Regarding the seriousness of the breach, the Court noted that the detective treated TGH with respect and dignity during the search procedure. Her conduct did not require a court to dissociate itself from the evidentiary fruit of her conduct [para 57]. The seriousness of the breach was also reduced because the detective did not question TGH, thus respecting his right to silence [para 56].
The Court concluded that the impact of the breach on the Charter-protected interests of the accused was tempered by two factors.
First, the police did not attempt to take advantage of the absence of legal advice by attempting to elicit incriminating evidence from the appellant in the form of admissions or other statements [para 59].
Second, there was no causal connection between the breach of TGH’s right to silence and the evidence obtained.

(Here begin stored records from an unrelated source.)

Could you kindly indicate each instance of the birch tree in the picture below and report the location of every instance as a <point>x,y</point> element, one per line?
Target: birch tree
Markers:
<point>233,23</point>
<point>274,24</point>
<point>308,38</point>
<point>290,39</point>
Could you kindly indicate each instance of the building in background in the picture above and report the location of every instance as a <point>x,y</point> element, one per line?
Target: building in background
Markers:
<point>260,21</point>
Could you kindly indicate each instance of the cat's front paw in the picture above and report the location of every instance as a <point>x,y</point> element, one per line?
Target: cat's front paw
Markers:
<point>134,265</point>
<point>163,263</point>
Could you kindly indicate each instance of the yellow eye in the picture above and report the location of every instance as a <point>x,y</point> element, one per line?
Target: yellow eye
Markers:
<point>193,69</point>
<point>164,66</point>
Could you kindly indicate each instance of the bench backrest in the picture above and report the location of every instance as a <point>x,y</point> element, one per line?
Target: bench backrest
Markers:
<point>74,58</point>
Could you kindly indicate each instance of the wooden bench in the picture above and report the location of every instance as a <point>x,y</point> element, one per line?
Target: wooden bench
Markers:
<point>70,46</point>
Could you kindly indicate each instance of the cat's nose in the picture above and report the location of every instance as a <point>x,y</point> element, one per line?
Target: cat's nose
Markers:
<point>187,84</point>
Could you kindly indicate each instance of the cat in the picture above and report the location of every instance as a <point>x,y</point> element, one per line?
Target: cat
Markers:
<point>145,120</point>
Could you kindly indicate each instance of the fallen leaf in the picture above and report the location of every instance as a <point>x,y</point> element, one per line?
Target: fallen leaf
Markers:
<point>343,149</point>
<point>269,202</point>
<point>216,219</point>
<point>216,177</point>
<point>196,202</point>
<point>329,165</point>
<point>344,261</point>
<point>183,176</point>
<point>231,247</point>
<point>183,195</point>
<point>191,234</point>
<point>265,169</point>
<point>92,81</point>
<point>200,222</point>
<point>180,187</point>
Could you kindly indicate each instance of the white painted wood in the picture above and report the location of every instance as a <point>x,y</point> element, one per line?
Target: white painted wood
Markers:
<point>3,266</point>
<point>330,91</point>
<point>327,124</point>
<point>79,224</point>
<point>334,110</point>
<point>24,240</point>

Nothing suggested that anything a lawyer may have said would have altered the course of the police conduct:
The police would have taken the appellant to the hospital, executed the warrant as they were entitled to do and the photographs would have been taken. The absence of any causal connection between the breach of s. 10(b) and the obtaining of the challenged evidence leads me to conclude that the evidence would have been available even if the police had complied with s. 10(b). This diminishes, to some degree, the significance of the breach on the appellant’s Charter-protected interests: R. v. Côté, 2011 SCC 46,  3 S.C.R. 215, at paras. 69-74; R. v. MacMillan, 2013 ONCA 109, 296 C.C.C. (3d) 277, at paras. 67-72. [para 60]
Finally, the Court held that society’s interest in an adjudication on the merits strongly favoured admission of the evidence. This was true, firstly, because the evidence was reliable.
The Court went further and held that the availability of reliable evidence capable of corroborating the complainants had additional significance in a trial of historical sexual assault allegations:
The negative impact on the administration of justice when reliable evidence is excluded is arguably particularly significant in cases involving allegations of historical sexual assaults. In many of those cases, there is little evidence independent of the complainant’s allegations and the accused’s denials. The outcome often turns on difficult credibility assessments. The availability of independent reliable evidence can be important to the maintenance of confidence in the administration of justice in this kind of case. To exclude that kind of evidence under s. 24(2) runs a real risk of bringing the administration of justice into disrepute. [para 62]
In the result the Court concluded that the observations and photographs of TGH’s anal area were admissible under s. 24(2).